Posted at 6:16 PM, Jul 18, 2022
and last updated 2022-07-19 01:30:40-04

SAN DIEGO (KGTV) – San Diego Unified School District’s new mask mandate is reigniting opposition from parents and advocacy groups who are promising to take their fight to the ballot box this November.

The district’s mask mandate took effect Monday after San Diego County reached the Centers for Disease Control and Prevention's high-risk tier last week. SDUSD said it will review the policy in two weeks.

The change to San Diego Unified's mask policy, the first since April, came as several candidates for local schools boards began filing paperwork to run in the November elections.

“That exemplifies why many parents are stepping up to run. They feel that school boards have not listened to family’s concerns during the pandemic and not putting students first,” said Sharon McKeeman, a candidate for the Carlsbad Unified school board.

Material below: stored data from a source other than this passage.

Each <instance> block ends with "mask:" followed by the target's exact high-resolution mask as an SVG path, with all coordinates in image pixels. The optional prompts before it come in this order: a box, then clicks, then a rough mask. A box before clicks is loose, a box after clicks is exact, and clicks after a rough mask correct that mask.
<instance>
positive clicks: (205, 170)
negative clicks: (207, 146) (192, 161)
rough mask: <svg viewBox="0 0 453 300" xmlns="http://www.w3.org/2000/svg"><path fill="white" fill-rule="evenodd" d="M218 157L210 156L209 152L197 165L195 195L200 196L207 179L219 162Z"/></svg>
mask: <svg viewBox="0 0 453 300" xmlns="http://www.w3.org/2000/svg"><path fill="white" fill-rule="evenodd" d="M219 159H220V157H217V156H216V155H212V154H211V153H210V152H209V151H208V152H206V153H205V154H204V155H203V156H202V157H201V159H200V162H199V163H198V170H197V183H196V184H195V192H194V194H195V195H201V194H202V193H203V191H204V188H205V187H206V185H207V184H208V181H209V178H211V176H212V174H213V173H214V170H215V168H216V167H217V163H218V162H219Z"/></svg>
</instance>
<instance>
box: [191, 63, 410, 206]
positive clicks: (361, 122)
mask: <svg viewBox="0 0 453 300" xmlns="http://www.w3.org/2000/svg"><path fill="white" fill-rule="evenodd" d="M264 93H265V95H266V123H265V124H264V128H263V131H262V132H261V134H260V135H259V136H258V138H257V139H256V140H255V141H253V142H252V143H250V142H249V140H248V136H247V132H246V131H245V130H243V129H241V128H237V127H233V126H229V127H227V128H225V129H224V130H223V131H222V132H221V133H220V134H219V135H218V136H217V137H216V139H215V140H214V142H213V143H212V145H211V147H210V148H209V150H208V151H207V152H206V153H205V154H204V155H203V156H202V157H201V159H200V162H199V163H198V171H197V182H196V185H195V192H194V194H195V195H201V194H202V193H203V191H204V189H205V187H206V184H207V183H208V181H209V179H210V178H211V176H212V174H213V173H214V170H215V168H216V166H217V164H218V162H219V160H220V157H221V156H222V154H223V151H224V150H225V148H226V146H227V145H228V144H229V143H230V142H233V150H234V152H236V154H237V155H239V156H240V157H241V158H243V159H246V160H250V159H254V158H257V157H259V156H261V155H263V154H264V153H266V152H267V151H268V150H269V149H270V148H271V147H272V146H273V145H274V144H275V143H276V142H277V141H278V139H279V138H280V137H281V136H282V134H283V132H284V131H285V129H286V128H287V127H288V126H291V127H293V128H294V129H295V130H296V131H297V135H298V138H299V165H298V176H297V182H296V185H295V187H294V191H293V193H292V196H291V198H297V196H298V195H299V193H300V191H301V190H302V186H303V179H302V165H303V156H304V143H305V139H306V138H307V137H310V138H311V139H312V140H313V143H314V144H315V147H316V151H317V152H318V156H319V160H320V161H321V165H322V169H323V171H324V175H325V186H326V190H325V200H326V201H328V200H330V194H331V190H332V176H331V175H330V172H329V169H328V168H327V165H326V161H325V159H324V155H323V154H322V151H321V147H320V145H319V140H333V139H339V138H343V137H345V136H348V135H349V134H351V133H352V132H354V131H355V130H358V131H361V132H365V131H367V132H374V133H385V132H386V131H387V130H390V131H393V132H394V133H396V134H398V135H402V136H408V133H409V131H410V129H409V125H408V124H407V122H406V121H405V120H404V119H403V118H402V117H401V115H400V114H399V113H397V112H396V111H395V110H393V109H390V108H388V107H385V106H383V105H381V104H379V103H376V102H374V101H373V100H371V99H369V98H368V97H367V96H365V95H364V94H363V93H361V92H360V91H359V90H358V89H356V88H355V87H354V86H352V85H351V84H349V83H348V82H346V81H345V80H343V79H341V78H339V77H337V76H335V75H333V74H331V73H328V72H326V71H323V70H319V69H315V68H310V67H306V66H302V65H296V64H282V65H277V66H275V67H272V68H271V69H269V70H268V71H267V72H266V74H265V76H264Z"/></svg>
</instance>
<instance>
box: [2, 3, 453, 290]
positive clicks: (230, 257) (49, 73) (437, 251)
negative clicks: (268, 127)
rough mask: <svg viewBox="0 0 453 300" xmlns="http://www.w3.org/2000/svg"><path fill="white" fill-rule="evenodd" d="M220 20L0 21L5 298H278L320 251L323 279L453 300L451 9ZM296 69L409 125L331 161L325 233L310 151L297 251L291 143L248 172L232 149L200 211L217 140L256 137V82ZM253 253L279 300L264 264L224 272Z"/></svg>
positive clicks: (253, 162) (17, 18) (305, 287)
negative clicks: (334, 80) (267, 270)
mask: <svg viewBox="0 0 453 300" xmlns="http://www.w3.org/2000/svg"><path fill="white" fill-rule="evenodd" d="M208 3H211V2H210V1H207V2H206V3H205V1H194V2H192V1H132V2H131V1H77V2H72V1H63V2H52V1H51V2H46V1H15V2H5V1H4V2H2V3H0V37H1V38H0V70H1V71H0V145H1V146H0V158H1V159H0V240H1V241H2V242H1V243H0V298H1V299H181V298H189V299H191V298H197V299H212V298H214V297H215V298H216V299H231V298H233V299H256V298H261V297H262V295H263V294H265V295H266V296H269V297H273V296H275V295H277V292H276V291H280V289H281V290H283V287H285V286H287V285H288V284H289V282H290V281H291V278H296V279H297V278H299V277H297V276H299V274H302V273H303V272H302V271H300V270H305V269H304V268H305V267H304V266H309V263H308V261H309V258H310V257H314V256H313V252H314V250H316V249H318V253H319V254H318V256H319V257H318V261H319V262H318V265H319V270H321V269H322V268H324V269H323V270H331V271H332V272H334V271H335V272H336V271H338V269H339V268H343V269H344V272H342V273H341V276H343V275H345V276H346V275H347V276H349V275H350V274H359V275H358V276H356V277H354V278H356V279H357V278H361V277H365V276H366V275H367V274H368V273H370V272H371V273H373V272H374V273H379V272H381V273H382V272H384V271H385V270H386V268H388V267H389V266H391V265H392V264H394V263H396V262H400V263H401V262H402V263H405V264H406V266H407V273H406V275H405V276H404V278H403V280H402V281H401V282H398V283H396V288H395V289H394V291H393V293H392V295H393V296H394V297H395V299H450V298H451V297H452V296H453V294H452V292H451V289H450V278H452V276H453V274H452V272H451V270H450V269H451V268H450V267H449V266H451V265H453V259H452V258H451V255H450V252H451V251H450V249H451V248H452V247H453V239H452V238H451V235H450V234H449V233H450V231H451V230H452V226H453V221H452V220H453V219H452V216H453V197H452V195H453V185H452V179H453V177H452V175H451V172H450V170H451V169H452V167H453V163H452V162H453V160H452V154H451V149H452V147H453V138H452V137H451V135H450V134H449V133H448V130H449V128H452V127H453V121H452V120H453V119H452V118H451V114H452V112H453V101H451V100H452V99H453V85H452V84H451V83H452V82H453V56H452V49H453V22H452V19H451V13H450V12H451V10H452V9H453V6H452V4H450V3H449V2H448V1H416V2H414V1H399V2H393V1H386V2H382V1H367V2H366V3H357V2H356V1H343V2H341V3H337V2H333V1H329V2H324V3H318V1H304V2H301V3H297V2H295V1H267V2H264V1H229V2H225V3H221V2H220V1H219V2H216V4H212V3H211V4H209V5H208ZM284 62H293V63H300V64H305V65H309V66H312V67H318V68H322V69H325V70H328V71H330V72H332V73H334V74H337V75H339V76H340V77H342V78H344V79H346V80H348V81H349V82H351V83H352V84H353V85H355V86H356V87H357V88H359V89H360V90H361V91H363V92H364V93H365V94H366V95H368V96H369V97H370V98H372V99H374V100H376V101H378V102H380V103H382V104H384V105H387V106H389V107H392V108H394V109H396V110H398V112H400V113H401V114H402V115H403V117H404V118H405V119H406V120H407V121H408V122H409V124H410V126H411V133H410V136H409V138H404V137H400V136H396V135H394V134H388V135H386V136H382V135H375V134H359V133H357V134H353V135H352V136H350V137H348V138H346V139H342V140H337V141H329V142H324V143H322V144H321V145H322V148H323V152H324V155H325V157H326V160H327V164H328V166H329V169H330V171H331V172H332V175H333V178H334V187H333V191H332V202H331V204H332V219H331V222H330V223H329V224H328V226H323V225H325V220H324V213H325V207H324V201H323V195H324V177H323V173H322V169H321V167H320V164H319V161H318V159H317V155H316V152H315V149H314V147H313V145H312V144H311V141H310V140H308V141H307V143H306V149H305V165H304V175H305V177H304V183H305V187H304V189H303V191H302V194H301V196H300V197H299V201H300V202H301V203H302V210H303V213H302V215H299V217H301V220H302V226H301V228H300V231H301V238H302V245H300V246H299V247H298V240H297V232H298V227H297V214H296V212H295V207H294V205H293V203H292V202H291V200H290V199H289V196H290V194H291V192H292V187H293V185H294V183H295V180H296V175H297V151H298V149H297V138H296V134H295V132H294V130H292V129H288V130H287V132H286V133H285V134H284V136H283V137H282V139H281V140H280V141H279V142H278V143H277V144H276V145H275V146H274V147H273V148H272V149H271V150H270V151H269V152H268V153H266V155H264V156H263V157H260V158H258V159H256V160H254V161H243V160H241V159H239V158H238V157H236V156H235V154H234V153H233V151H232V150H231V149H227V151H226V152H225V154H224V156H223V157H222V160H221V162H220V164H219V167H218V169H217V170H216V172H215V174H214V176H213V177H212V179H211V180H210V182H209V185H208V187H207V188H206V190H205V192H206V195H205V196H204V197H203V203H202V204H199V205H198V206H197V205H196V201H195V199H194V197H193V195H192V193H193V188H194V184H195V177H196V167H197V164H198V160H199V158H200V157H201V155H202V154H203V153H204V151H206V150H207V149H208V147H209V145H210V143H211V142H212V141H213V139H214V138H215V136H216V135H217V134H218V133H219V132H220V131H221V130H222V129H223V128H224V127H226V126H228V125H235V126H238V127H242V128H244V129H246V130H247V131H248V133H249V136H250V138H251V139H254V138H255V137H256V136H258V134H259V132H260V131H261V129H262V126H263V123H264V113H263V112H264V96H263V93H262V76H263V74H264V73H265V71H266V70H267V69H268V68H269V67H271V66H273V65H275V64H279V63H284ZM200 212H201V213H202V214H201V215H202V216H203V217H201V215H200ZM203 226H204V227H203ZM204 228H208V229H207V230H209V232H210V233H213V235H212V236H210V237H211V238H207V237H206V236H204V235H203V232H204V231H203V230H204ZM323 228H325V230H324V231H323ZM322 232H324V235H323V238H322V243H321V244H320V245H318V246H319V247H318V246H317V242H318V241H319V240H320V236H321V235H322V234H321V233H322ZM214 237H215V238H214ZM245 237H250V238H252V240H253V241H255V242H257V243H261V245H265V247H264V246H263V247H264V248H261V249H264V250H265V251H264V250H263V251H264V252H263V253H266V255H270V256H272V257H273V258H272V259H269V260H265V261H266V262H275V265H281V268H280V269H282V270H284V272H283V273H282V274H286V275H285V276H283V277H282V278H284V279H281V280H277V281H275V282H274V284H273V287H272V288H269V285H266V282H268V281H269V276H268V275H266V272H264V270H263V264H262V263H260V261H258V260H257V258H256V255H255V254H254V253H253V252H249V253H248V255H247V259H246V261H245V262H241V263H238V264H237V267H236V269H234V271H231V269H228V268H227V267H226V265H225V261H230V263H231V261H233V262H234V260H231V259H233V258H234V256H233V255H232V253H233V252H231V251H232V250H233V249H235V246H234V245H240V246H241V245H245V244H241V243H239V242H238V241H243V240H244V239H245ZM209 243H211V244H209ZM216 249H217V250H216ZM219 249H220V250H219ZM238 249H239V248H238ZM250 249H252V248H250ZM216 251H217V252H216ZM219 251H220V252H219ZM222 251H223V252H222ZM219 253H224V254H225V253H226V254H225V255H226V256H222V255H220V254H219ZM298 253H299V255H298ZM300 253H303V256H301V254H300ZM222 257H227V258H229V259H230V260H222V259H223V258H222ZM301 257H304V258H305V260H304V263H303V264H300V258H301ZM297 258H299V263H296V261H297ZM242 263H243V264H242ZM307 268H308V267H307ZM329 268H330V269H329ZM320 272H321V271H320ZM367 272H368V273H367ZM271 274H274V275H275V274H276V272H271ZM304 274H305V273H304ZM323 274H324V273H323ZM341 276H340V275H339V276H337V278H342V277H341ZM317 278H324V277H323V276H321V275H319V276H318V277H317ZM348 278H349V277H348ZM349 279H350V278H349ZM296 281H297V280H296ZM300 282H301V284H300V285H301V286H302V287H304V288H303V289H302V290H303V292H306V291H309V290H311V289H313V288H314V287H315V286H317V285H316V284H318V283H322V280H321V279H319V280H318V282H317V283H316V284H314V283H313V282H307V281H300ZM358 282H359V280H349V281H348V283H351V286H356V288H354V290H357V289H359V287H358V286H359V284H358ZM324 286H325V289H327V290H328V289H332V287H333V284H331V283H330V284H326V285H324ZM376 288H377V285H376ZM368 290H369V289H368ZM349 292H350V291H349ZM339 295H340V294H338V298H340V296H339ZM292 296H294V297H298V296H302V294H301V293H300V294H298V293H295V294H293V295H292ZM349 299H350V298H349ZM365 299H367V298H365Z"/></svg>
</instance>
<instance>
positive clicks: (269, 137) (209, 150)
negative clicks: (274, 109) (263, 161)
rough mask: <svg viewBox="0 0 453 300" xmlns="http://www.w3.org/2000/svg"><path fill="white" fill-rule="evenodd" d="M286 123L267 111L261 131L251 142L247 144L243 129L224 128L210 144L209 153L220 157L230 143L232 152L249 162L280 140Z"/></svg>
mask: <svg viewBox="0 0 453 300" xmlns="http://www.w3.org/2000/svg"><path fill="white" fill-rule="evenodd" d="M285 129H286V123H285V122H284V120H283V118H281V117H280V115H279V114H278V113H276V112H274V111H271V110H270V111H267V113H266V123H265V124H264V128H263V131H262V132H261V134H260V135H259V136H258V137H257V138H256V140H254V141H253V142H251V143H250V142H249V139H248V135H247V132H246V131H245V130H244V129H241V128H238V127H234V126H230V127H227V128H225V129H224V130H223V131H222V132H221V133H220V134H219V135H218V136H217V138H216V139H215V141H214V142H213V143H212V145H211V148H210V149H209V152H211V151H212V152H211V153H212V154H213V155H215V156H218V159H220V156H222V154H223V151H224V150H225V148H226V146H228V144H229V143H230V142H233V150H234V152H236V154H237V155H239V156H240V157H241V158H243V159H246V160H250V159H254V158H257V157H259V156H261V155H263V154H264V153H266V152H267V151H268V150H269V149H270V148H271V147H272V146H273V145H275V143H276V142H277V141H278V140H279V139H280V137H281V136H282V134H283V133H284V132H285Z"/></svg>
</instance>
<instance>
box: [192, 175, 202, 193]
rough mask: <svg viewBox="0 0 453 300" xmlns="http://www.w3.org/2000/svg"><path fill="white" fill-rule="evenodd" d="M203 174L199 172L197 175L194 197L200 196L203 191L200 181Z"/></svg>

McKeeman gathered with other candidates backed by Let Them Breathe, a grassroots organization that opposes mandates and supports “mask choice.”

“The cloth masking of kids doesn't work in terms of stopping the transmission mitigation. And unfortunately, we keep running into roadblocks,” said Becca Williams, a candidate for San Diego Unified school board.

The consensus medical opinion is that masks do reduce COVID transmission in schools and do not stunt kids’ developmental growth, backed by studies from the National Institutes of Health.

Polling in February found 65 percent of California voters approved of mask mandates, with strong support from Democrats and strong opposition from Republicans.

But as the pandemic stretches on and families get accustomed to post-pandemic behavior, political analyst John Dadian thinks mask mandates could be an issue that crosses party lines.

“Last time I checked, parents are both Republicans and Democrats. And a lot of them on both sides of the aisle are part of the Let Them Breathe movement,” Dadian said. “People got a taste of what it was like to be under COVID. Now they got a taste of what it was like coming out of covid. They don’t want to go back. I think that’s going to be a very driving factor during the November elections.”

Ahead of the midterms, mask choice candidates and rallies have emerged from Washington state to Wisconsin. Some of those rallies got funding from national conservative organizations like Turning Point USA and a group with ties with Charles Koch.

Still, San Diego State University political scientist Dr. Stephen Goggin says he doesn’t think masks will be a big motivating factor in races at the top of the ticket, such as the races for the U.S. House and Senate.

“There are larger issues looming here, with inflation and many other things,” he said.

For now, Governor Gavin Newsom’s office said it will allow school districts to set their own mask policies, making mask mandates a local political issue, not a statewide one.